CINEBLOG.NET

 

Howard Hawks - 1932 - 'Scarface, el terror del hampa'Temprana e imprescindible muestra del cine de gangsters más violento, brutal y trágico. Howard Hawks conseguiría su primera obra maestra incuestionable (de como mínimo una decena de ellas: “La fiera de mi niña”, 1938, “El sueño eterno”, 1946, o “Río Bravo”, 1959) con este relato criminal que retrataba los turbulentos años de la ley seca cuando aún estaba en vigor (sería abolida en 1933), confeccionando una parábola del auge del crimen organizado por medio de la carismática figura de Tony Camonte, inspirado en el famoso Al Capone (que fue encarcelado por evasión de impuestos aquel mismo año).

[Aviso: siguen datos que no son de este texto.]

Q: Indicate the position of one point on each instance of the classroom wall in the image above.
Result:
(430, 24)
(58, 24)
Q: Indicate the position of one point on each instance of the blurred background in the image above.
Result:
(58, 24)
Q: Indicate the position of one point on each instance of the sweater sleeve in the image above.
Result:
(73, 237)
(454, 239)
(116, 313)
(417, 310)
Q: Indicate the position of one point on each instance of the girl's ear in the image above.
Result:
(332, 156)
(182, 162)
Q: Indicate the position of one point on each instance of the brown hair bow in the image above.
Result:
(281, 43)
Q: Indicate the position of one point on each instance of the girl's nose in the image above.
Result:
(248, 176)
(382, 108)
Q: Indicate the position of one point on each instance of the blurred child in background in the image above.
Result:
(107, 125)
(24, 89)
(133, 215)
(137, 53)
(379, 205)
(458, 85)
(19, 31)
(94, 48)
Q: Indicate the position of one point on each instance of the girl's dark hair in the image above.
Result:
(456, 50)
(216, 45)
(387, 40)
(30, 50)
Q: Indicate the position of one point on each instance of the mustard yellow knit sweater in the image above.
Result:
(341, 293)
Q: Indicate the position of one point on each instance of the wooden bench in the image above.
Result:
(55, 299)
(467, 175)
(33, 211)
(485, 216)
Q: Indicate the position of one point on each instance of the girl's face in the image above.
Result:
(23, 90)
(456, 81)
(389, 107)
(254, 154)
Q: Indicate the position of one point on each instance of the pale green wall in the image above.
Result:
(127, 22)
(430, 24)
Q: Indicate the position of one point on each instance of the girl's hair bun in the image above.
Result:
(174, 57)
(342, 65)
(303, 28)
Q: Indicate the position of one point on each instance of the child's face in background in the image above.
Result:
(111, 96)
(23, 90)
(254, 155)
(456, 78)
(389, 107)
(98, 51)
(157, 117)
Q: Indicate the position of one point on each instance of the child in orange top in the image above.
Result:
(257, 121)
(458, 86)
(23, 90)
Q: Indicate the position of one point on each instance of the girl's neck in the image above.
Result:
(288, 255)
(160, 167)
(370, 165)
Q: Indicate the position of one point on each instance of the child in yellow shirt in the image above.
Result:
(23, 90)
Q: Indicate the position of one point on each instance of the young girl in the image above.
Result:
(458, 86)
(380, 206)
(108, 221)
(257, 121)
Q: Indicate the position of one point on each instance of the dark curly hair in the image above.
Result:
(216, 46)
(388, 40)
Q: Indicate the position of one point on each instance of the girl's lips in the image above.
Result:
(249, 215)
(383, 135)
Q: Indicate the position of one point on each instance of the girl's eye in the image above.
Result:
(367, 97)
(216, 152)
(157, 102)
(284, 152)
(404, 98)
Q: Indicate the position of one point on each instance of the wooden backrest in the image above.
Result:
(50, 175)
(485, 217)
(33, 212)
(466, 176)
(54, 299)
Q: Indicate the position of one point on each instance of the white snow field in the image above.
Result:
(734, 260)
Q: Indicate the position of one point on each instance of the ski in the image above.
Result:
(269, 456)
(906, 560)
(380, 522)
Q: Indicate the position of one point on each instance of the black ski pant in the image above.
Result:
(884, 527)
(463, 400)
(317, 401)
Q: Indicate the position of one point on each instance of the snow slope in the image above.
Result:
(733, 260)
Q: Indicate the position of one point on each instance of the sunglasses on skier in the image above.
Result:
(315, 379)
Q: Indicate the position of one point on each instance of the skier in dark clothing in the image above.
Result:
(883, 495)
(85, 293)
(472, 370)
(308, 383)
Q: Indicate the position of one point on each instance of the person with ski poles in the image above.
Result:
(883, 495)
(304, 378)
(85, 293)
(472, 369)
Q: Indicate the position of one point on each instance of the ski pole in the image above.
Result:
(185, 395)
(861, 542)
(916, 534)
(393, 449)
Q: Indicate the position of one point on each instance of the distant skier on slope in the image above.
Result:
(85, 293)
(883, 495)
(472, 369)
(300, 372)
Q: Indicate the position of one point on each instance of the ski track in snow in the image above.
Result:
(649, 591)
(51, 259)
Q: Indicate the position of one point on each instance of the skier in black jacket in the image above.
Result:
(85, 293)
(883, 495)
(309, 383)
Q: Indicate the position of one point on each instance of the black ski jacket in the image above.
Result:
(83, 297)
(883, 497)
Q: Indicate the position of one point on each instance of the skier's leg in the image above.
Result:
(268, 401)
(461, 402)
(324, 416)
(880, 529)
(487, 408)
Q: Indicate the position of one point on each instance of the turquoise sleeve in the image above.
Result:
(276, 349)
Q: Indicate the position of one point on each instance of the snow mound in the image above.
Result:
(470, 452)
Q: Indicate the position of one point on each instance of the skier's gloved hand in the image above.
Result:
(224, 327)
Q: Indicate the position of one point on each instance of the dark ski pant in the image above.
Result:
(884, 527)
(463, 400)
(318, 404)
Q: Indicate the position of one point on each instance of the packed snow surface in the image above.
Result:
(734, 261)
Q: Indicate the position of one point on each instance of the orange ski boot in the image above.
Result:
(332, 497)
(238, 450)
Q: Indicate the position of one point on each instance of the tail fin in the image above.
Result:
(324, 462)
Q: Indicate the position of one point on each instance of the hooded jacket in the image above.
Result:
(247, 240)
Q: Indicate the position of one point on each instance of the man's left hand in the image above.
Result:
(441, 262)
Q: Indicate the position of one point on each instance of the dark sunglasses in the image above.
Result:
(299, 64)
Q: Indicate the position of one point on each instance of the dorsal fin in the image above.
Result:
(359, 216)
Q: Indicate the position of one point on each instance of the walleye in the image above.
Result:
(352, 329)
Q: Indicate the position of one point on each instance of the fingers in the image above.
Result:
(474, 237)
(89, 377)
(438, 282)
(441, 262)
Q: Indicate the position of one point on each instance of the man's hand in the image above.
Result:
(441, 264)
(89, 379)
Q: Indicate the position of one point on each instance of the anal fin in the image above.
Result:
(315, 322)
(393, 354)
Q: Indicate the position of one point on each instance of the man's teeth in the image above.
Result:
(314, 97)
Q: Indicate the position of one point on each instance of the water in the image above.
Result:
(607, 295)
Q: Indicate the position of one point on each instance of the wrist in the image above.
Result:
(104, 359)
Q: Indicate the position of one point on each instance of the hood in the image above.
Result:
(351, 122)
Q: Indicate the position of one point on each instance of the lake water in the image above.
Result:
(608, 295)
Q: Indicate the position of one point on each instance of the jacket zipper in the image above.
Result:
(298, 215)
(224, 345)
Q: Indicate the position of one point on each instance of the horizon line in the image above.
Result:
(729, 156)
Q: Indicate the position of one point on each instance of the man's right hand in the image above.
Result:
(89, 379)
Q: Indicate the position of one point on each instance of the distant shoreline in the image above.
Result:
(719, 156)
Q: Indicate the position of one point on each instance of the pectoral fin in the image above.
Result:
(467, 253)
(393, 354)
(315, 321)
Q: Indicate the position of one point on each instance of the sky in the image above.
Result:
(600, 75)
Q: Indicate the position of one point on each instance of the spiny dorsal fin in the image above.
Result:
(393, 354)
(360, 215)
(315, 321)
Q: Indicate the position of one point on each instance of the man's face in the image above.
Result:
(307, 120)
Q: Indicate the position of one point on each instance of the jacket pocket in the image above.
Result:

Así, podemos considerar “Scarface, el Terror del hampa” como una especie de drama social que intentaba profundizar en una problemática comunitaria con un tono un tanto expresionista; pero a la vez es una de las piedras angulares del nacimiento de uno de los géneros cinematográficos por excelencia.

El film cuenta la historia de Tony Camonte (un estupendo y sobreactuado Paul Muni), el secuaz sin escrupulos del gangster Johnny Lovo (Osgood Perkins), que tras acabar con todos los rivales de su jefe desbanca también a este y se establece a golpe de subfusil Thompson como el rey de Chicago. Pero su imperio se desmoronará, no porque no pueda controlar las mafias de la ciudad, sino por su vida personal, tan excesiva como confusa, y la relación con su hermana (Ann Dvorak).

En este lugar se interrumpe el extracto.